Barefoot Contessa's Homemade Chicken Stock
Total Time: 5 hrs
Preparation Time: 30 mins
Cook Time: 4 hrs 30 mins
Ingredients
- 3 -5 lbs roasting chickens
- 3 large yellow onions, unpeeled, quartered
- 6 carrots, unpeeled, halved
- 4 stalks celery & leaves, cut in thirds
- 4 parsnips, unpeeled, cut in half (optional)
- 20 sprigs fresh parsley
- 15 sprigs fresh thyme
- 20 sprigs fresh dill
- 1 head garlic, unpeeled, cut in half crosswise
- 2 tablespoons kosher salt
- 2 teaspoons whole black peppercorns
Recipe
- 1 place the chickens, onions, carrots, celery, parsnips, parsley, thyme, dill, garlic, and seasonings in a 16 to 20 quart stockpot.
- 2 add 7 quarts of water and bring to a boil.

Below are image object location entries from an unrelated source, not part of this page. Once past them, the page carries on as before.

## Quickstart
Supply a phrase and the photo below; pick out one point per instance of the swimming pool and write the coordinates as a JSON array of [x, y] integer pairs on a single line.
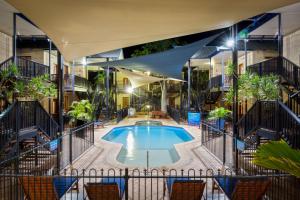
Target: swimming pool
[[151, 146]]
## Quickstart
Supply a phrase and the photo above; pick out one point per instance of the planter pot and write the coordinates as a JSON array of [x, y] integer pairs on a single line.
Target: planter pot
[[220, 123]]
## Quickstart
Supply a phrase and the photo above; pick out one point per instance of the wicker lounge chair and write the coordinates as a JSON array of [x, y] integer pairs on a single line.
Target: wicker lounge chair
[[185, 188], [108, 189], [42, 188], [243, 189]]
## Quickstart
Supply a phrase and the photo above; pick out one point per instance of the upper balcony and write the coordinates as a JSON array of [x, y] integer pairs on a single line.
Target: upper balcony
[[73, 82]]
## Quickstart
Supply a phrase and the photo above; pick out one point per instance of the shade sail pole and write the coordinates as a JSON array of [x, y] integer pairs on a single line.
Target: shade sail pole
[[15, 38], [107, 90], [189, 85], [235, 92]]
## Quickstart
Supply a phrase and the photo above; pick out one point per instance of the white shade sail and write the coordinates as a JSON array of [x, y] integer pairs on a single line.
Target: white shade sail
[[138, 79], [81, 28], [167, 63]]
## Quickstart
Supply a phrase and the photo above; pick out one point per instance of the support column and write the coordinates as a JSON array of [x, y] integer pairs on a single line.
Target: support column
[[189, 85], [280, 39], [235, 91], [223, 79], [15, 37], [60, 104], [49, 72], [116, 89], [107, 92], [246, 53]]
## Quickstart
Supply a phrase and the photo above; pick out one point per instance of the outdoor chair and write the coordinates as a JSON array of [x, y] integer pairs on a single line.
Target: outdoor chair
[[98, 123], [184, 188], [243, 189], [107, 189], [47, 187]]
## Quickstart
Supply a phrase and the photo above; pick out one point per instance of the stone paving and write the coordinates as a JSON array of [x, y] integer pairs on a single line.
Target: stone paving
[[192, 156]]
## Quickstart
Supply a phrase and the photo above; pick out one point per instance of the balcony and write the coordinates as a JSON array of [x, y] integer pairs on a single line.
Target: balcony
[[216, 82], [73, 82]]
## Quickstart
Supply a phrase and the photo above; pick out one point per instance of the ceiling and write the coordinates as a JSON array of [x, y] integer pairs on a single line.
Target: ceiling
[[290, 16], [82, 28], [6, 22]]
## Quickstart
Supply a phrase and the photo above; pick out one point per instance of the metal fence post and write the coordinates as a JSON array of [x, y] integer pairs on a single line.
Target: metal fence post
[[224, 148], [126, 177], [70, 147]]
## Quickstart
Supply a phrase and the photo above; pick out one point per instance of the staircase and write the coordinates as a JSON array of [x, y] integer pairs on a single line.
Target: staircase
[[27, 68], [275, 119], [25, 123], [271, 120]]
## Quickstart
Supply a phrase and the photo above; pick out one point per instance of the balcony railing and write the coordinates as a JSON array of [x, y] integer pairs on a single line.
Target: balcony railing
[[142, 184], [216, 82], [71, 81], [27, 68], [280, 66]]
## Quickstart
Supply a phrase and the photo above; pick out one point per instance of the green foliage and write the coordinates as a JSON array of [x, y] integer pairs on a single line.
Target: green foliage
[[278, 155], [8, 81], [229, 69], [37, 88], [219, 113], [254, 87], [155, 47], [81, 110]]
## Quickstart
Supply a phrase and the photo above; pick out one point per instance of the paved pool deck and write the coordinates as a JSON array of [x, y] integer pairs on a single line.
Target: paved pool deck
[[104, 153], [192, 156]]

- 3 simmer uncovered for 4 hours.
- 4 strain the entire contents of the pot through a colander and discard the solids.
- 5 chill the stock overnight.
- 6 the next day, remove the surface fat.
- 7 use immediately or pack in containers and freeze for up to 3 months.
- 8 **cooking time does not include chilling the stock overnight.